I guess it started a year and a half ago. I happened upon a link to a Kickstarter campaign by Christine Larsen, a Philadelphia illustrator. She was funding a second printing of her book entirely filled with orc illustrations. Pretty awesome, right? I feel like this kind of project is what makes Kickstarter so appealing. Publishers are just as likely to turn down well-constructed illustrated stories, let alone entire books filled with illustrations of orcs. It’s pretty great that these projects can be offered and funded outside of the normal publishing channels. I love the fact, too, that this was Larsen’s 2nd printing of this book! Maybe you can support her third printing.
More recently, I can’t help but think that I am focused more on orcs because of the artwork of Trystan Mitchell, an extremely talented illustrator and sequential artist from Cornwall, UK. I have been watching him post images from the game known as Orctions.
Got to love Orcs. Orctions boardgame. pic.twitter.com/4fGiuGfoJz
— The Orctioneer (@Quirkative) March 6, 2015
I love the consistency of Trystan’s orcs. They look like well-produced cartoon illustrations. And I love the attention to detail to the armor they wear and the weapons they use. And if you like Trystan’s orcs, check out the ongoing series The Call of Cthrnwall. It’s the usual scenes in the life of a bucolic fishing village, with some Elder Gods shenanigans thrown in. Good times!

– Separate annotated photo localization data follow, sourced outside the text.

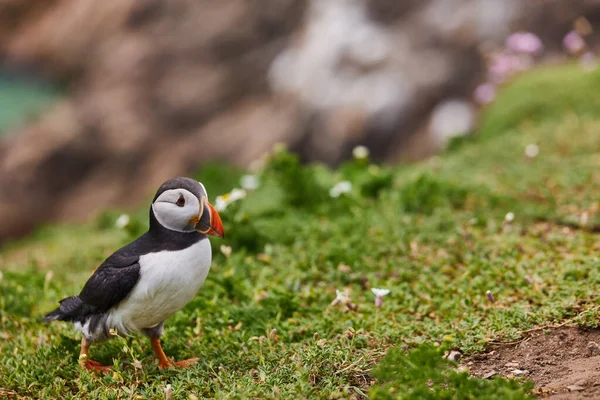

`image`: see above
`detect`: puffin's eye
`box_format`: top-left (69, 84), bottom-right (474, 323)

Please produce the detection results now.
top-left (176, 194), bottom-right (186, 207)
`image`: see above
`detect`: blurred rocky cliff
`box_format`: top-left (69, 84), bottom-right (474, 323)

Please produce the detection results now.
top-left (0, 0), bottom-right (599, 240)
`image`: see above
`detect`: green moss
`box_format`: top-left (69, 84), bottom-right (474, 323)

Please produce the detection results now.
top-left (398, 173), bottom-right (469, 214)
top-left (476, 64), bottom-right (600, 142)
top-left (1, 64), bottom-right (600, 398)
top-left (370, 345), bottom-right (534, 399)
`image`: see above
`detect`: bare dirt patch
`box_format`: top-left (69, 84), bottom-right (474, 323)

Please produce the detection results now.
top-left (466, 327), bottom-right (600, 399)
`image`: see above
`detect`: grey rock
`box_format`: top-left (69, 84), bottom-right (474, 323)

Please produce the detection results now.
top-left (588, 341), bottom-right (600, 356)
top-left (482, 370), bottom-right (497, 379)
top-left (2, 0), bottom-right (600, 240)
top-left (511, 369), bottom-right (529, 376)
top-left (445, 350), bottom-right (462, 362)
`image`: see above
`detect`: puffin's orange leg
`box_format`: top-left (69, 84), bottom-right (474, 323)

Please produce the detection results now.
top-left (173, 357), bottom-right (200, 368)
top-left (79, 338), bottom-right (111, 373)
top-left (150, 337), bottom-right (199, 369)
top-left (151, 337), bottom-right (172, 369)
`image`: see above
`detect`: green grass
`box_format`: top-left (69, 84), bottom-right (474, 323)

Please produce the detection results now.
top-left (1, 63), bottom-right (600, 398)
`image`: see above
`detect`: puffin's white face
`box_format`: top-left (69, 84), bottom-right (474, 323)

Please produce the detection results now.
top-left (151, 179), bottom-right (224, 237)
top-left (152, 189), bottom-right (202, 233)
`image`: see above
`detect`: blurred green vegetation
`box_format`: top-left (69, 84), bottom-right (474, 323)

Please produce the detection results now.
top-left (1, 64), bottom-right (599, 398)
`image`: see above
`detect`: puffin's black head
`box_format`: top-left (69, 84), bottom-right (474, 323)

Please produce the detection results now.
top-left (151, 177), bottom-right (224, 237)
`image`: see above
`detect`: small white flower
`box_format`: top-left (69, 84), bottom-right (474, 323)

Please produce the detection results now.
top-left (215, 195), bottom-right (228, 212)
top-left (115, 214), bottom-right (130, 229)
top-left (329, 181), bottom-right (352, 198)
top-left (220, 245), bottom-right (232, 258)
top-left (335, 289), bottom-right (348, 303)
top-left (164, 384), bottom-right (173, 400)
top-left (372, 288), bottom-right (390, 308)
top-left (352, 145), bottom-right (370, 160)
top-left (330, 288), bottom-right (357, 310)
top-left (371, 288), bottom-right (390, 297)
top-left (240, 174), bottom-right (260, 191)
top-left (214, 188), bottom-right (247, 211)
top-left (331, 289), bottom-right (350, 307)
top-left (504, 212), bottom-right (515, 223)
top-left (525, 144), bottom-right (539, 158)
top-left (229, 188), bottom-right (247, 202)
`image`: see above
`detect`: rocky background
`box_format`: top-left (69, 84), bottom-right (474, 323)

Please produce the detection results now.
top-left (0, 0), bottom-right (599, 241)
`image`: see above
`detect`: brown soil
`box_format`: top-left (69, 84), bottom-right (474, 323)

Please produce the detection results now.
top-left (466, 326), bottom-right (600, 399)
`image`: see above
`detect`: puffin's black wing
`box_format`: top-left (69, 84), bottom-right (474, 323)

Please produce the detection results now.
top-left (78, 255), bottom-right (141, 313)
top-left (43, 226), bottom-right (203, 323)
top-left (42, 242), bottom-right (143, 323)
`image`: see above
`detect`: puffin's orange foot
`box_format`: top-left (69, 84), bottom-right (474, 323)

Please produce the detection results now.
top-left (173, 357), bottom-right (199, 369)
top-left (151, 337), bottom-right (199, 370)
top-left (158, 357), bottom-right (199, 370)
top-left (82, 359), bottom-right (112, 374)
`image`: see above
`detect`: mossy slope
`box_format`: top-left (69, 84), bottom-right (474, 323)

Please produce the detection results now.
top-left (1, 64), bottom-right (598, 399)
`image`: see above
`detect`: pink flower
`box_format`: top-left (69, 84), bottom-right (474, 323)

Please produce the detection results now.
top-left (505, 32), bottom-right (543, 55)
top-left (488, 53), bottom-right (514, 83)
top-left (563, 31), bottom-right (586, 55)
top-left (488, 52), bottom-right (530, 83)
top-left (473, 83), bottom-right (496, 104)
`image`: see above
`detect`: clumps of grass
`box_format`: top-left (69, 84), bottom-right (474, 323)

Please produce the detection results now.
top-left (262, 145), bottom-right (329, 209)
top-left (217, 208), bottom-right (267, 253)
top-left (369, 345), bottom-right (534, 399)
top-left (338, 159), bottom-right (394, 199)
top-left (210, 146), bottom-right (395, 252)
top-left (358, 167), bottom-right (394, 199)
top-left (399, 173), bottom-right (469, 215)
top-left (226, 290), bottom-right (300, 337)
top-left (0, 269), bottom-right (47, 317)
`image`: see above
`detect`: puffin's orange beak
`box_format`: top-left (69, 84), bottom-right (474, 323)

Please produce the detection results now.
top-left (195, 199), bottom-right (224, 238)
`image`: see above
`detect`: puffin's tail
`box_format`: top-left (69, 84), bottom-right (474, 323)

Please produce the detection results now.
top-left (42, 296), bottom-right (84, 322)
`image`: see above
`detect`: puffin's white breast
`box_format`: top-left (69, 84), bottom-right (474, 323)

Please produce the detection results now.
top-left (108, 238), bottom-right (212, 333)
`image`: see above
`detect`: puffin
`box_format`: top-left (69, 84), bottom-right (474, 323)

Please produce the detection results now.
top-left (43, 177), bottom-right (224, 372)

And last, but certainly not least, I have been following Justin Hubbell on Twitter. Justin’s Orcs vs. Feminism is a bizarre, funny and heart-warming attempt to recount a personal history of one person’s relationship with orcs, stereotypes, gender, and feminism, both in philosophy and practice.
Start from the very beginning and you won’t regret it, and Justin is finishing up the final pages now, so stay tuned for more.
As for me, I think drawing orcs gave me a chance to draw more gritty, semi-realistic (as realistic as fictitious semi-human characters can get) figures as a departure from the very cartoony The Devil & Mr. Gandhi. I think for me, drawing orcs is an opportunity to cheat. Since orcs are humanoid but not human, I feel like I have a lot more wiggle room when it comes to drawing anatomy accurately. They’re orcs, not human, so they can be exaggerated and no worries, right? That’s the way I felt about it. I got to relive some nostalgic D&D adventures through my art and I don’t have to feel like I am trying to draw humans. I started out getting back to my roots, drawing sinewy muscled, cross-hatched orcs using a nib pen and ink.
Below is my attempt to do a more cartoon defined version of of an orc. Using a kind of tri-tone of highlight and shadow on a flat mid-tone color. Rounded corners, looking more like Devil and Gandhi than the cross-hatched, scratchy drawings above.
Another colored, slightly cartoony orc.
Not sure which I enjoy drawing more. I think orcs should be rougher-edged, scratchy, sinewy, so I will lean towards pen and ink, shaky-handed nib pen drawings. I plan on doing some pencil only drawings of orcs, too, before moving on to dwarves, elves, and plenty of weapons. If and when I draw more orcs, check back here as I will add them to this post.